Paolo Conticini: “Per essere uomini migliori mettiamoci nei panni delle donne. L’umorismo italiano sta sparendo”
Se si dovesse pensare ad un termine che definisca Paolo Conticini, si potrebbe dire: brillante. Quando lo raggiungo a telefono è nel pieno delle ultime repliche di Tootsie, al Teatro Manzoni di Milano, dove si esibirà anche la sera di Capodanno. Da più di trent'anni sulla scena, l'attore toscano ha dimostrato di essere versatile e di scivolare con grande leggerezza da un ruolo all'altro, abbracciando vari registri, esibendosi nel canto, nel ballo, ma senza mai tralasciare quella particolare predisposizione all'ironia. Anche per questo guizzo, un po' guascone da buon pisano, il termine brillante gli calza a pennello.
Dal cinema, accanto a nomi come Christian De Sica e Massimo Boldi con il quale ha recitato nel film A Capodanno tutti da me, in onda in seconda serata il 1° gennaio su Canale 5, passando per la tv con il successo di Cash or Trash, Conticini è sempre riuscito a tenere i piedi ben saldi al terreno, senza mai cambiare la sua vera essenza: "Non penso di essere diverso da com'ero quando ho iniziato", racconta in questa intervista, mostrando l'umiltà di un artista che dalla gavetta è riuscito a conquistare non poche soddisfazioni, senza mai dimenticare le sue radici, supportato dall'amore di sua moglie Giada, da trent'anni al suo fianco.
Accoglierai il nuovo anno mentre sei a teatro. Com'è festeggiare Capodanno in scena?
È successo tante volte, da un lato fai a meno di fare ciò che vuoi, magari festeggiare in un locale con gli amici, però è una soddisfazione poterlo fare davanti a un pubblico che sceglie il tuo spettacolo per scavallare l'anno. Dopo lo spettacolo faremo un brindisi anche con il pubblico, è un Capodanno diverso, ma devo dire non mi dispiace.
Tra l'altro porti in scena Tootsie, con Enzo Iacchetti, dove interpreti il ruolo che nell'iconico film degli Anni 80 è stato di Dustin Hoffman.
È stato un film meraviglioso, con dei messaggi profondi e interpretato da attori fantastici, un vero cult. Posso dire con orgoglio che siamo la prima compagnia a portarlo in Europa nella sua trasposizione teatrale. Sono gli stessi autori con cui ho fatto Full Monty, devo aver guadagnato la loro stima, perché mi hanno premiato proponendomi anche questo ruolo.
Fare l'attore significa mettersi nei panni degli altri, in questo caso quelli di Dorothy. C'è qualcosa che senti di aver appreso dell'essere donna?

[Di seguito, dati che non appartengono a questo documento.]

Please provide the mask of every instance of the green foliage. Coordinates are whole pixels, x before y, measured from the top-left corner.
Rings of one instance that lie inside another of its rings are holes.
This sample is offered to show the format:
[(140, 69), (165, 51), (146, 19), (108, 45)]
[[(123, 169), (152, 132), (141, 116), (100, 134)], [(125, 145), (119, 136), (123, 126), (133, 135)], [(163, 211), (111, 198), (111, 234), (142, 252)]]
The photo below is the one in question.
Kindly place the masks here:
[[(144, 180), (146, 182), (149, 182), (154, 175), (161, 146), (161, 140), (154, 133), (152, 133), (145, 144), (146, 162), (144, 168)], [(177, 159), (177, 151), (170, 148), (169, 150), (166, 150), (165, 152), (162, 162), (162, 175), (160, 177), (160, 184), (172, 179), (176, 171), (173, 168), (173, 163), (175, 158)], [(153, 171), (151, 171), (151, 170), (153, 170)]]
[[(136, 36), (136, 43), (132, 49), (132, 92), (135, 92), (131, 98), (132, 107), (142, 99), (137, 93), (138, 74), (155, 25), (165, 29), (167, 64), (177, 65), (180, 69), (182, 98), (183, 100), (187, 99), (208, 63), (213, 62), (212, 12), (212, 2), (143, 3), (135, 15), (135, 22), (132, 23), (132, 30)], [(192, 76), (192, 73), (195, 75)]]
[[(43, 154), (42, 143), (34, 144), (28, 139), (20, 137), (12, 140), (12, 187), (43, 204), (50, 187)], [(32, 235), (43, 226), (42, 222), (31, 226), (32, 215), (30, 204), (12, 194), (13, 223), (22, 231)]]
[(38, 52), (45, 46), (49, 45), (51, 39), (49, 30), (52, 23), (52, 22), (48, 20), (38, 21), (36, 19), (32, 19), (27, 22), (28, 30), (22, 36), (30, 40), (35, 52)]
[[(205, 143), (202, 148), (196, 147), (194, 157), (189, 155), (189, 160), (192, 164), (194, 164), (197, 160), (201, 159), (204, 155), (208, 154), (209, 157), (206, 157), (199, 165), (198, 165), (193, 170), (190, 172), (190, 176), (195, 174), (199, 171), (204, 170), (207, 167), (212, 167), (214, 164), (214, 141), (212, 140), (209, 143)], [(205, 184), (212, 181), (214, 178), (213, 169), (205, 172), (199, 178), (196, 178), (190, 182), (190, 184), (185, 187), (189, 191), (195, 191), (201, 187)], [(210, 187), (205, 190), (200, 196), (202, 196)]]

Mi verrebbe da dire niente (ride ndr.) A mio avviso, il fascino delle donne sta proprio nel fatto che in loro c'è tutto e il suo esatto opposto, quel mistero che le accompagna credo vada lasciato così com'è. D'altra parte nel film, come anche nello spettacolo, si vede un punto di vista che non è quello solitamente maschile, ma un uomo seppur in maniera costruita, cerca di mettersi dalla parte delle donne, veicolando così un messaggio importante, anche se attraverso la risata.
Degli uomini si dice che siano restii ad aprirsi, a mostrare la loro sensibilità. Credi sia ancora un tabù o ci siamo evoluti nell'avvicinare l'universo maschile a quello femminile?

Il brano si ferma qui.